Bisnis.com, JAKARTA - Wakil Menteri Energi dan Sumber Daya Mineral Arcandra Tahar menyebutkan dalam upaya memenuhi kebutuhan energi, setiap negara selalu memanfaatkan kearifan lokal.
"Untuk Indonesia sumber energi yang merupakan kearifan lokal adalah energi geothermal atau panas bumi," ujar Arcandra Tahar ketika mengunjungi Pertamina Geothermal Energi (PGE) Area Kamojang.
Melalui keterangan tertulis di Jakarta, yang dikutip Senin (9/1/2017), Arcandra mengungkapkan produksi listrik dari sumber energi panas bumi juga memiliki tingkat keandalan produksi yang stabil dan tidak terpengaruh cuaca.
"Kestabilan ini membuat listrik dari panas bumi bisa menjadi base load penyediaan listrik bagi masyarakat oleh PLN," katanya, Minggu (8/1).
Sebagai base load, lanjutnya, ketika penggunaan listrik berada pada titik terendah, misalnya lebaran, maka Pembangkit Listrik Tenaga Panas bumi (PLTP) tetap hadir dengan kapasitas penuh, sedangkan pembangkit yang menggunakan BBM dan batu bara dimatikan.
Terkait dengan masa depan geothermal, Wamen ESDM mengatakan sesuai Cetak Biru Perencanaan Energi 2005-2025, pada 2025 peran minyak dalam bauran energi dikurangi hingga 30%, sementara penggunaan panas bumi akan dinaikkan, sehingga diharapkan, pembangkit tenaga listrik panas bumi dapat menyumbang 9.500 MW.
Tantangannya, lanjut Acandra, bagaimana membuat harga listrik panas bumi lebih kompetitif dibanding sumber energi lain sehingga hal itu menjadi satu hal yang harus dipikirkan bersama untuk jalan keluarnya.
Data Badan Geologi Departemen Energi dan Sumber Daya Mineral (ESDM) menunjukkan, total potensi panas bumi di Tanah Air mencapai 29 GWe dan menyebar di 265 lokasi.

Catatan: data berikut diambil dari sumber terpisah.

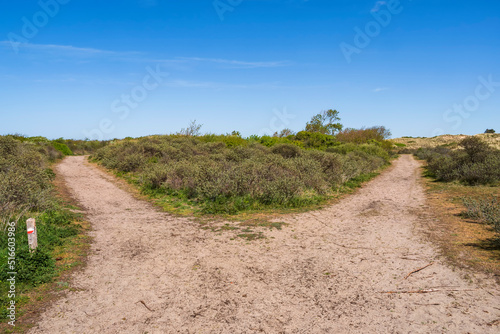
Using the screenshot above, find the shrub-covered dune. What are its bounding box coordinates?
[92,131,389,213]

Potensi besar itu membuat 40% sumber daya panas bumi dunia berada di Indonesia. Jika potensi itu diwujudkan, terjadi penghematan bahan bakar minyak (BBM) 1,2 juta barel per hari.
Direktur Operasi PGE Ali Mundakir menyampaikan sampai akhir 2016 kapasitas terpasang yang dimiliki PGE sebesar 537 MW setara listrik. Dari 14 Wilayah Kerja Panas bumi (WKP), terdapat empat area yang sudah berproduksi secara operasi sendiri (own operation), yaitu Area Kamojang (Jawa Barat), Sibayak (Sumatra Utara), Lahendong (Sulawesi Utara), dan Ulubelu (Lampung).
Adapun 5 WKP lain dioperasikan dengan mitra, meliputi WKP Sarulla (Sumatera Utara), Gunung Salak, Darajat, Wayang Windu, ketiganya di Jawa Barat, dan Bedugul di Bali.
Ali menambahkan Area Kamojang merupakan area panas bumi pertama di Indonesia yang diproduksikan secara komersial yang mana pada 1978 berhasil dibangun PLTP Monoblok dengan kapasitas 250 kWe, yang diresmikan Menteri Pertambangan dan Energi saat itu, Subroto.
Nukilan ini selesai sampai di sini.